El día que Tierra Quebrada se partió en dos, fueron muchos los que sufrieron, muchos los que perdieron todo aquello por lo que habían luchado durante generaciones y muchos los que descubrieron una nueva forma de sobrevivir al mal.
La Gran Grieta se abrió de pronto, sin avisar. Algunos quedaron a un lado y otros quedaron al otro. Pocos cayeron al fondo del gran cañón abierto pero, como cabría esperar, aquel no fue su final. Ni mucho menos. Tan solo fue el inicio de su nueva vida, dedicada por completo a un solo fin.
Nadie sabe porqué, ni como, ni donde, pero todos fueron regresando a lo largo y ancho de la grieta.
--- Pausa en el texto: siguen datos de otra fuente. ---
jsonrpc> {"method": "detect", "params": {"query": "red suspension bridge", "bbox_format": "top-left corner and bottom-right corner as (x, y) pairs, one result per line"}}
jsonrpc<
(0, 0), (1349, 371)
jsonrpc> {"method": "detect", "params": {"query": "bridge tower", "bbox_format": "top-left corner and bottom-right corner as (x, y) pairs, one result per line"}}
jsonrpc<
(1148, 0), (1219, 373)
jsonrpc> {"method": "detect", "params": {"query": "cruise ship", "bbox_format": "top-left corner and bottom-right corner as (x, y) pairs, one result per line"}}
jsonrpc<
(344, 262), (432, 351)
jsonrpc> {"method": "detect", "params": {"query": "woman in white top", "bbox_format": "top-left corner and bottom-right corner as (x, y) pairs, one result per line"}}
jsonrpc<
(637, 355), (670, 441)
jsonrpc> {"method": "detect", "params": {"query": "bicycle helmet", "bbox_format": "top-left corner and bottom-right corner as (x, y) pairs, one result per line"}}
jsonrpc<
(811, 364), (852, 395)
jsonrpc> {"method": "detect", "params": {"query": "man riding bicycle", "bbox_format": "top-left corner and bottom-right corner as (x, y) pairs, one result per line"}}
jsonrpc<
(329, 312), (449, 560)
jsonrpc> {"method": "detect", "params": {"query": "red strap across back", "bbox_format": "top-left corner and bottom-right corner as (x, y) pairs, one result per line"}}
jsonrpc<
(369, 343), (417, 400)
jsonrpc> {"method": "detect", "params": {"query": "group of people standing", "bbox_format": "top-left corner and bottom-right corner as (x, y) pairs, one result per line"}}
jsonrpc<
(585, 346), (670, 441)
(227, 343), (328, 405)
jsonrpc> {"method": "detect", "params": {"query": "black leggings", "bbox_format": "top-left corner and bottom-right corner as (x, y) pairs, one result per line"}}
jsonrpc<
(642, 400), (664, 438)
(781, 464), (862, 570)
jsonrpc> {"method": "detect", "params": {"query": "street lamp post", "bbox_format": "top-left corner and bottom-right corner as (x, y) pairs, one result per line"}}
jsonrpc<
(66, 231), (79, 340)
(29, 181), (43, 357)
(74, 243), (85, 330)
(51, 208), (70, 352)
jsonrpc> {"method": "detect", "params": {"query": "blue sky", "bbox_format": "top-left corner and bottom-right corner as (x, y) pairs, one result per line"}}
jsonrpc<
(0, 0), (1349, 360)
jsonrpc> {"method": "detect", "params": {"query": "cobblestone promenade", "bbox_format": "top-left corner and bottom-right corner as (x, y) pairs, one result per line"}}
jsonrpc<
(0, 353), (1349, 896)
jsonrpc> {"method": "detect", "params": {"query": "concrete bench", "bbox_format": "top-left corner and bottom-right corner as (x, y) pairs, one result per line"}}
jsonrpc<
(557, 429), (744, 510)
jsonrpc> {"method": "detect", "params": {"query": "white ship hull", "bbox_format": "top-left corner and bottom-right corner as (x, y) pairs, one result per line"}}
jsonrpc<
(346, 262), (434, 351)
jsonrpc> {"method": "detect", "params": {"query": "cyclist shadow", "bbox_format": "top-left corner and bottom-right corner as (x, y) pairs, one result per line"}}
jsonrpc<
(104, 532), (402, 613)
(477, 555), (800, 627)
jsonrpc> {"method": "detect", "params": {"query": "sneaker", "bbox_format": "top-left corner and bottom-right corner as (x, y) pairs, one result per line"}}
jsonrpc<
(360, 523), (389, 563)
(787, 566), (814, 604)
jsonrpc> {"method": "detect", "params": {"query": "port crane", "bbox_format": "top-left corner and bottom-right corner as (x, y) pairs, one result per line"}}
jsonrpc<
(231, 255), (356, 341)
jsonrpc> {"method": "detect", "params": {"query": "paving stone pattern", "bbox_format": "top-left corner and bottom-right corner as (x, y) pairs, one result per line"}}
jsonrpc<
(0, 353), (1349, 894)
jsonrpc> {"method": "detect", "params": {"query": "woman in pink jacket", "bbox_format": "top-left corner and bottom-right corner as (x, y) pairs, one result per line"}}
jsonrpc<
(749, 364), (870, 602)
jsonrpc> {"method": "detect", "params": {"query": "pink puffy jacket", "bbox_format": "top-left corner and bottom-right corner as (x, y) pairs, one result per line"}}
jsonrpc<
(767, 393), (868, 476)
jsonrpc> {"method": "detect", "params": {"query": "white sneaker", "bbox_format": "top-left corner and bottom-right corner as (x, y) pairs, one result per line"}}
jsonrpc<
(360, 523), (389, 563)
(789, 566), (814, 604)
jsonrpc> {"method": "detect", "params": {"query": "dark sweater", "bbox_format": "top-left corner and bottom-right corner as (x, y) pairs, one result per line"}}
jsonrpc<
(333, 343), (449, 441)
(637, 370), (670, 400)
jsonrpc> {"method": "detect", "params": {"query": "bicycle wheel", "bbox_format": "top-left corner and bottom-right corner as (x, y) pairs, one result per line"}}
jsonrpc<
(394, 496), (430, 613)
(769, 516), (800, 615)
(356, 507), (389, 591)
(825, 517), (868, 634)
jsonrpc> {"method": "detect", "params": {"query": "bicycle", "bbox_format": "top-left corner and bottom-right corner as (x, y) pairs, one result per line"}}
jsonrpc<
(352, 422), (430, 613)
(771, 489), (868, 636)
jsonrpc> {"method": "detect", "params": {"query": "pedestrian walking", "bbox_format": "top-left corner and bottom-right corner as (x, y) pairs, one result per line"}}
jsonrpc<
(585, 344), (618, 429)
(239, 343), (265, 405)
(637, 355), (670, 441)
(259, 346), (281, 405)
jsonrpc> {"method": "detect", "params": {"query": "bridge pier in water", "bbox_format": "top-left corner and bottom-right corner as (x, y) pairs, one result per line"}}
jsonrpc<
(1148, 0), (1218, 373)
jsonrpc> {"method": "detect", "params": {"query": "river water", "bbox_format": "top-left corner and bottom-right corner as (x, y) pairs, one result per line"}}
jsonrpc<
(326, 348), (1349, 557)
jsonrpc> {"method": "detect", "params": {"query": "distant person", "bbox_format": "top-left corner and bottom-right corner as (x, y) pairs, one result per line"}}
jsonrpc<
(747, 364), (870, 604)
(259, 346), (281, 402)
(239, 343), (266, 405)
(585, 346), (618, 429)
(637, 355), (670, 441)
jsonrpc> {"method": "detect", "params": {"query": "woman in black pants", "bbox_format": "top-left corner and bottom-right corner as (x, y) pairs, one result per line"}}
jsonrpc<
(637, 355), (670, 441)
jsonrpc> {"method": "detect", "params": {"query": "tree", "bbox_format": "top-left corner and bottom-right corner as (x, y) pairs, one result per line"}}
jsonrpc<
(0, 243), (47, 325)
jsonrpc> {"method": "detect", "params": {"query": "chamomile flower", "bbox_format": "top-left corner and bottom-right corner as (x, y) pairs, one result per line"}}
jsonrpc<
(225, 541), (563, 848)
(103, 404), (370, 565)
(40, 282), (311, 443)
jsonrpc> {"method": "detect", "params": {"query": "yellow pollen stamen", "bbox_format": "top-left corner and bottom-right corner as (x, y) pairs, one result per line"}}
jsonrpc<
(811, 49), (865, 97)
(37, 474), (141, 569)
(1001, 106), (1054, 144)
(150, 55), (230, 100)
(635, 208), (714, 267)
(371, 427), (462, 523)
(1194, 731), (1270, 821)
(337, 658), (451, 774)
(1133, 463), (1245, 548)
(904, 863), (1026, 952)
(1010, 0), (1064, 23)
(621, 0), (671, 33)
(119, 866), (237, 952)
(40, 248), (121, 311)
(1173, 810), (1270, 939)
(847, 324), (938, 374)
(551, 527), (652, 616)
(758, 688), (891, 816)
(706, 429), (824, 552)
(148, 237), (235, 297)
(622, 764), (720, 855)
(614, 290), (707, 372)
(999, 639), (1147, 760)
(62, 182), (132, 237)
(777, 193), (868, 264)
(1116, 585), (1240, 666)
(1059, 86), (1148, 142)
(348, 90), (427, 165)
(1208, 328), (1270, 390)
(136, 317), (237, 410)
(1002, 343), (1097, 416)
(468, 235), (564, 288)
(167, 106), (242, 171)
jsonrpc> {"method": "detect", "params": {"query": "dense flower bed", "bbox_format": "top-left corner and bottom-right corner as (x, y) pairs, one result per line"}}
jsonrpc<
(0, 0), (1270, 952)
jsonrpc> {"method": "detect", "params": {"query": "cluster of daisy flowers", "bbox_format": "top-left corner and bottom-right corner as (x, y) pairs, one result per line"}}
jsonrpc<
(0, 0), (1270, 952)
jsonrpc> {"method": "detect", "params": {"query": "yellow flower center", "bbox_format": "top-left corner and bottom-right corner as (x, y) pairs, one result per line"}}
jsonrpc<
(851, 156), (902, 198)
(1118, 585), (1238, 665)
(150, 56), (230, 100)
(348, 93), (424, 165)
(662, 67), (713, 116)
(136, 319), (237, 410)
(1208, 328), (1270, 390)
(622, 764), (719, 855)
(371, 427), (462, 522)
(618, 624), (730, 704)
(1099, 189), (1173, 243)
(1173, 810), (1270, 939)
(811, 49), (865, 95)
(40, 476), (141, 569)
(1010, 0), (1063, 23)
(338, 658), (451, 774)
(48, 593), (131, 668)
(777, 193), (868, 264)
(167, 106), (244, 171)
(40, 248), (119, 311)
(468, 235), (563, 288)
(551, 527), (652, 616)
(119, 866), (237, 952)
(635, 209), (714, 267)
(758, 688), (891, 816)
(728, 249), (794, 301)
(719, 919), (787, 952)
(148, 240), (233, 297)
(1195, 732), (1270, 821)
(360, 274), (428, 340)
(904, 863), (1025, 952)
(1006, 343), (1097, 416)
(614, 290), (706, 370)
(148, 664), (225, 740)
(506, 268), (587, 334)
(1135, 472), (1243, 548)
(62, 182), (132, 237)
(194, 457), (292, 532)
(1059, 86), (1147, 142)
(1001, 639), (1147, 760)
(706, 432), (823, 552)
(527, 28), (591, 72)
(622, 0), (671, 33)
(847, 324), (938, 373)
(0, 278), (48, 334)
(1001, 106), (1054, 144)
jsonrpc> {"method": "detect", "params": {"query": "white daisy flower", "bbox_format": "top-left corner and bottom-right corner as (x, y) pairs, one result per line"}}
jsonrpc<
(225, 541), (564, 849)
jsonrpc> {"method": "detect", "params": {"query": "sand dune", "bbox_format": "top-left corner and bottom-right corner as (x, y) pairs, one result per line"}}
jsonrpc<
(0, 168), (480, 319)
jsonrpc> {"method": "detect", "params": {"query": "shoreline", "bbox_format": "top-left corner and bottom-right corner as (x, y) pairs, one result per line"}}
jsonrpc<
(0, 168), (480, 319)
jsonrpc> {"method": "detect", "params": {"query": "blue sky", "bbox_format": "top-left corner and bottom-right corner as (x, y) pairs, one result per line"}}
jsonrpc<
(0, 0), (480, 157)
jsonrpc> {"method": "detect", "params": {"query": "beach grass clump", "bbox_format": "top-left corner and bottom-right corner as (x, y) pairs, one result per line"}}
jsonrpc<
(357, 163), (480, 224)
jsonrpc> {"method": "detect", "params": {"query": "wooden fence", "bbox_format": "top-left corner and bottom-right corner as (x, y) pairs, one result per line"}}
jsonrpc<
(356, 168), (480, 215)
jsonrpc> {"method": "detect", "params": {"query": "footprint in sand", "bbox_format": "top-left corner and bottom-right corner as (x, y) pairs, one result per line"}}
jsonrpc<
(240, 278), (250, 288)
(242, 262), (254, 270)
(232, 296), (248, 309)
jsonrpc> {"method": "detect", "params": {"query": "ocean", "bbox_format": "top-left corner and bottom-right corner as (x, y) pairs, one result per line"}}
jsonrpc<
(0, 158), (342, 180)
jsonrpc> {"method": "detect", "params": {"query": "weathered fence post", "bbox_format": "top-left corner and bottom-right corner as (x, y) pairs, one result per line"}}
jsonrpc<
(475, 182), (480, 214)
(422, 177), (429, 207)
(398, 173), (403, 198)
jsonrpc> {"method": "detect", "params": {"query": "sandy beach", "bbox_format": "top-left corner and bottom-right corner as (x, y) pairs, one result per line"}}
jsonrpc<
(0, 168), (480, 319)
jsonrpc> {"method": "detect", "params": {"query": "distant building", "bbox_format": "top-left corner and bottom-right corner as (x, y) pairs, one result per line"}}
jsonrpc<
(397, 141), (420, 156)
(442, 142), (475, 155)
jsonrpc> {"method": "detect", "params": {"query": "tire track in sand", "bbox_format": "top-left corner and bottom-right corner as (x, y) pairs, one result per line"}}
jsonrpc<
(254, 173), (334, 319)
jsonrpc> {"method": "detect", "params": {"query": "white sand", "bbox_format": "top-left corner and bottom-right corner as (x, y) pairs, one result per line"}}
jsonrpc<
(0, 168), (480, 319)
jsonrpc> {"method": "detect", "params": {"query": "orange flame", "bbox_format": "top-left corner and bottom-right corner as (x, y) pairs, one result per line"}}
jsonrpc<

Más tarde se les conocería como los Rondadores o las Quebradoras del Alma, pero al principio solo pudieron ver que habían cambiado.
Bajo sus amplias capas escondían cuerpos que habían adquirido un aspecto imponente. En apenas unos días, tras su desaparición, regresaron musculados, con la fuerza de un cantero curtido por los años, la habilidad con las armas de un caballero experimentado en la lucha y el ingenio de un académico enterrado entre libros durante cientos de años, con esa mirada que solo aporta la experiencia del paso del tiempo. No dejaba de ser curioso ver a un joven de apenas 17 primaveras o una pequeña mocosa de 12, con ese aspecto de sabios curtidos por los años. O a un anciano milenario con las fuerzas renovadas. Pero lo que sin duda más llamó su atención y nadie pudo ignorar fue su piel. Una piel que cambiaba de tonalidad constantemente.
Para los Rondadores era como si las llamas ardieran en su interior. Rojos, amarillos y naranjas que luchaban subiendo y bajando a lo largo de todo su cuerpo. Pareciera que fueran a convertirse en carbón con el paso de los minutos y sin embargo su piel se mantenía templada y agradable.
Las Quebradoras del Alma adquirieron un tapiz de tonalidades cambiantes en verdes, que parecía reflejar el paso de las estaciones sobre las copas de los árboles. El efecto ondulante que se producía sobre su piel era de lo más hipnotizante.